Aqueles que legitimam o seu fat shaming através do pecado ambiental esquecem uma questão: antes de ser um hábito individual, muitas vezes imposto pela pobreza, a gula é alimentada pelos gigantes da comida rápida. O hambúrguer ensopado em queijo derretido, antes de ser um pecado de quem o come, é um pecado de quem o produz. Quer dizer, as campanhas de censura social não devem ser lançadas sobre os gordos (os consumidores), mas sobre os fabricantes de comida rápida saturada de gordura, sal e açúcar.
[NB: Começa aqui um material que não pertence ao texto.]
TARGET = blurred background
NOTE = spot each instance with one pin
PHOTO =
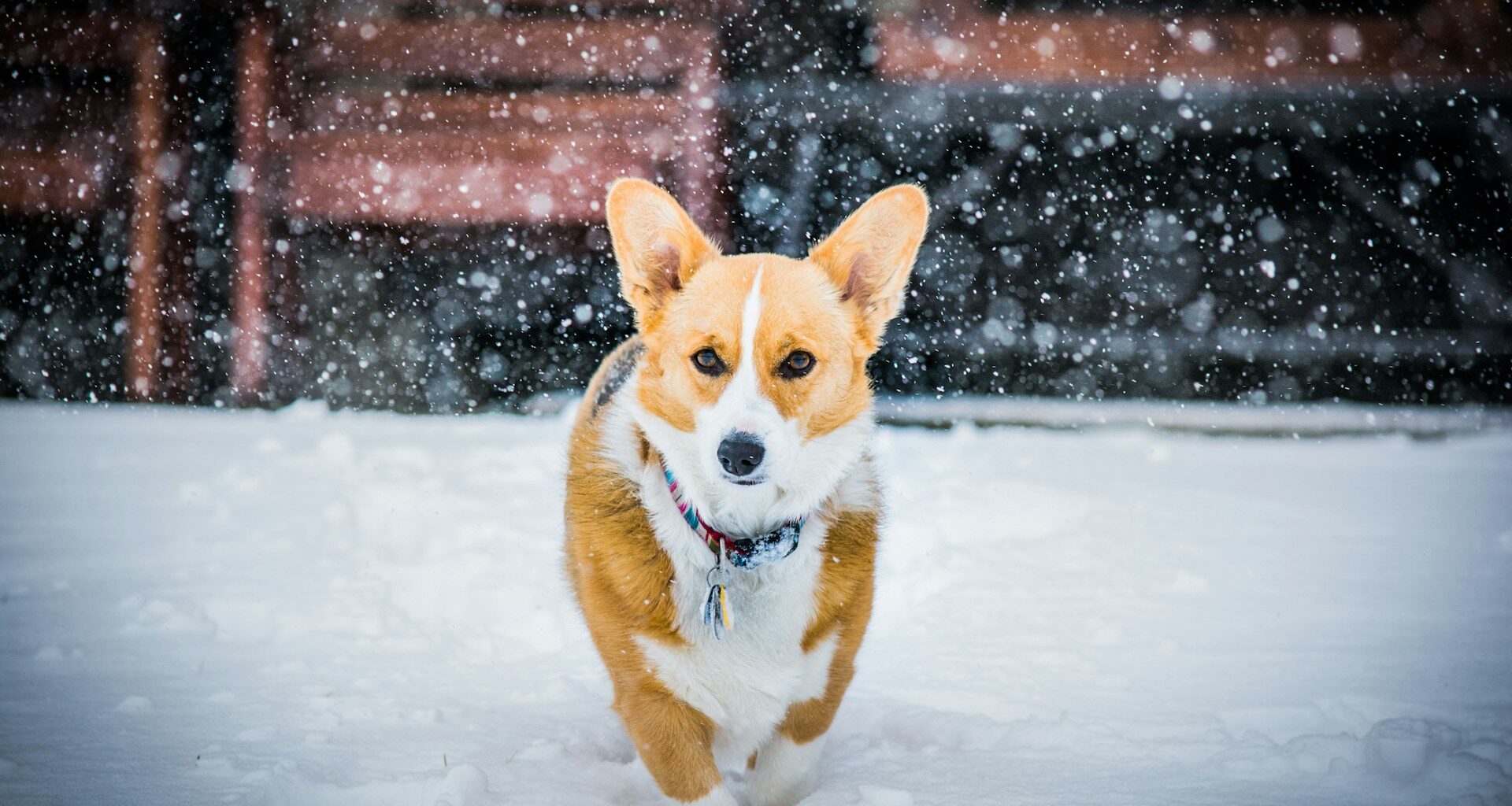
(397, 205)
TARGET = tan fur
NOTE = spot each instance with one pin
(687, 298)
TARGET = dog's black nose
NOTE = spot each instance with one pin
(739, 454)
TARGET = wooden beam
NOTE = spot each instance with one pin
(250, 279)
(517, 177)
(50, 182)
(146, 238)
(632, 49)
(73, 39)
(1083, 49)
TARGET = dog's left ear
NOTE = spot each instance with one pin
(869, 256)
(655, 242)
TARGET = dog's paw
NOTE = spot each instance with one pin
(785, 771)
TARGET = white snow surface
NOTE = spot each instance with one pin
(315, 608)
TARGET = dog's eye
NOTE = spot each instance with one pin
(795, 364)
(708, 362)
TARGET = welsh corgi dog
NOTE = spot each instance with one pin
(721, 502)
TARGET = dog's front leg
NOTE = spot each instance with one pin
(675, 743)
(784, 771)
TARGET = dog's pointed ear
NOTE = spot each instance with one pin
(655, 242)
(869, 256)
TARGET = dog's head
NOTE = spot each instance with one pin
(754, 386)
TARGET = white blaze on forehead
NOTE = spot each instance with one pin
(741, 405)
(750, 316)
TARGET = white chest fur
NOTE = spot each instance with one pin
(744, 681)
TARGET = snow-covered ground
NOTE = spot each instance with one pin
(208, 607)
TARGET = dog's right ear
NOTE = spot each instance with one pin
(658, 247)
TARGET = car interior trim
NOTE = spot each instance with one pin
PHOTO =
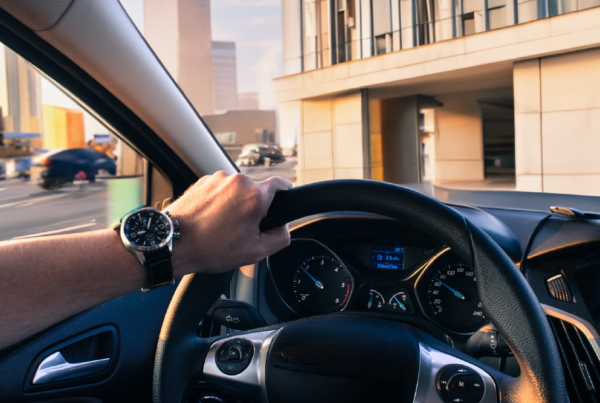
(581, 324)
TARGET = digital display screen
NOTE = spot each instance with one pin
(387, 257)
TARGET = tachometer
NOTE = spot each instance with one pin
(321, 284)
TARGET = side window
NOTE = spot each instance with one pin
(61, 171)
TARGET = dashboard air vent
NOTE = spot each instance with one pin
(559, 289)
(580, 363)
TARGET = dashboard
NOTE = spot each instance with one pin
(409, 278)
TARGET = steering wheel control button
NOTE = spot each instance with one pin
(457, 383)
(475, 385)
(234, 356)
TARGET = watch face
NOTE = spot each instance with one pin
(147, 229)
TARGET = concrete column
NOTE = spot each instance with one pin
(528, 128)
(331, 142)
(571, 123)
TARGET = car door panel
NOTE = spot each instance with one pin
(136, 319)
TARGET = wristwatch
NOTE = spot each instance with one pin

Se calhar, muitos bens alimentares deviam sofrer o tratamento dos cigarros, isto é, as suas embalagens deviam mostrar graficamente os efeitos que têm na saúde.


Seja como for, é curioso verificar de novo as contradições do ar do tempo. Esta é uma época que procura ser pós-religiosa, mas, no entanto, encontramos facilmente o pior da religiosidade, o impulso farisaico, a punição impiedosa de pecados. Uns querem ver no gordo o pecado da acédia, outros querem ver no gordo o pecado da gula. O gordo é a conveniente antropomorfização do pecado, o pecado torna-se uma pessoa concreta e esmurrável, uma pessoa que está ali para ser esmurrada pela fúria virtuosa dos justos.










“Já sou um dos vossos?”

Termino como comecei. Com uma personagem inesquecível, Lorenz. “Lorenz estava já abatido pelo esforço da corrida (...) a cara tinha muita gordura e quando se lhe dava uma chapada na bochecha, ela abanava comicamente (...) Os olhos assumiam uma expressão de quem pede misericórdia, como se quisesse desculpar-se pelo seu tamanho vergonhoso (...) Assim que readquiriu o fôlego, olhou em volta para todos nós com olhos que pareciam suplicar para que pudesse ser, por fim, um de nós. Virámos o olhar (...) tornara-se cada vez mais feminino: desenvolvera seios e os rapazes e os filhos de Isager haviam-no, certa vez, levado até à Cauda e fizeram-no despir-se para que pudessem ver como era uma rapariga (...) E voltou a lançar-nos o olhar que nos perguntava: Já sou um dos vossos?”

Lorenz é o gordo de “Nós, os Náufragos”, romance de Carsten Jensen, que é notável da descrição da crueldade de crianças e jovens sobre os “aleijados”. Lorenz é um cabide onde todos nós podemos pendurar as nossas memórias relativas aos gordos. No meu tempo, “o gordo” ainda era como Lorenz. Havia uma mão-cheia deles. E só tinham uma utilidade no pátio da escola ou na rua: ir para onde mais ninguém queria ir, a baliza, defender aquele abismo pintado no chão. “O gordo vai à baliza”, era uma das frases-bordão. Se quisessem jogar, e muitos queriam, muitos davam tudo para pertencer ao grupo, os gordos só podiam ficar naquela posição de sacrifício, o guarda-redes, que mais ninguém queria. Sem surpresa, acabavam por funcionar como bodes expiatórios das derrotas. O gordo é um frangueiro! Ó badocha, vais apanhar! Era assim. Parece que continua a ser assim. Vivemos numa época que, na procura de extirpar preconceitos idiotas, proíbe críticas justas e piadas necessárias sobre grupos e minorias. Todas, não. A tribo opulenta, os gordos, é a única que pode ser alvo de críticas, piadas e, acima de tudo, de muitos preconceitos. O gordo continua a ir à baliza.